SEOUL, May 4 (TokenPost) — South Korea's Financial Supervisory Service has escalated its campaign against illegal trading in the country's cryptocurrency markets, unveiling an AI-powered surveillance infrastructure that monitors domestic and overseas exchanges in real time and can automatically identify clusters of coordinated accounts suspected of price manipulation.
The FSS, in a press release dated April 30, described the crypto market as "structurally vulnerable" to unfair trading — a combination of round-the-clock hours, extreme price volatility, and cross-border asset flows that have historically made investigations slow and resource-intensive. A surge in algorithmic trading has compounded the challenge, the regulator said, making manual detection increasingly inadequate.
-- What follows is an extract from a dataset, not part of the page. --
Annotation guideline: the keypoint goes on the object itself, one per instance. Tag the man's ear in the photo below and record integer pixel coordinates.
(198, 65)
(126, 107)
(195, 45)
The disclosure marks the second phase of a broader technology overhaul at the agency's Virtual Asset Investigation Bureau. The first phase, completed in January, introduced an AI function to automatically extract suspicious trading intervals. The latest upgrade adds two more capabilities: a real-time market surveillance system and an algorithm that maps networks of potentially colluding accounts.

Eight Exchanges, Nearly 2,000 Tokens
The monitoring platform — internally designated ORBIT, for Oversight & Reporting system of Blockchain Irregular Transactions — collects price, order book, trade execution, and market alert data at one-minute intervals from five domestic won-denominated exchanges: Upbit, Bithumb, Gopax, Coinone, and Korbit. The system also ingests feeds from Binance, Coinbase, and OKX, covering a combined 1,942 listed tokens as of late March.
A real-time dashboard surfaces anomalies in price, volume, and market warnings, allowing investigators to flag suspicious assets immediately rather than waiting for exchange referrals. The FSS said it plans to expand automated detection algorithms — drawing on pattern libraries built from prior enforcement cases, including so-called "racehorse" pump schemes and "penned" price manipulation tactics — to full deployment in the first half of 2026.
The shift toward proactive detection is already producing results. The FSS said it launched six self-initiated investigations in the first four months of 2026, compared with seven in all of 2025 and zero in 2024.
AI Maps the Network
The second upgrade targets the investigation phase. A machine-learning module within the agency's trading analysis platform VISTA — Virtual Assets Intelligence System for Trading Analysis — now automatically identifies groups of accounts likely operating in coordination.
Previously, investigators manually reviewed funding sources and order-channel linkages to determine whether accounts were acting together. The new system analyzes trading patterns, order timing, and order-placement methods across accounts that traded the same token, grouping behaviorally similar accounts and flagging those connected to a known suspect as a probable "suspect cluster."
The algorithm combines two techniques: UMAP, which compresses high-dimensional trading data — potentially hundreds of variables — into a compact three-to-five-variable representation while preserving its underlying structure, and HDBSCAN, which automatically determines the optimal number of clusters and assigns similar data points to the same group.
In performance tests against three actual price-manipulation cases, the model identified all known suspect accounts in each instance. In two of the three cases, the model flagged additional accounts beyond those confirmed in the original investigation, suggesting it may surface nominee accounts or undisclosed affiliates that human reviewers missed. The FSS acknowledged the current algorithm has limitations in precisely classifying small groups and said performance would improve as more enforcement cases accumulate.
What Comes Next
The FSS outlined a third phase of upgrades targeting on-chain and financial-flow tracing. Planned additions include large language model-based text analysis to flag suspicious assets earlier, automated generation of investigative documents, and a function to identify wallets and accounts requiring further tracking based on on-chain fund movements.
The regulator framed the initiative as part of its broader Financial Consumer Protection Improvement Roadmap, saying it would continue to strengthen enforcement capacity to protect users and maintain orderly market conditions.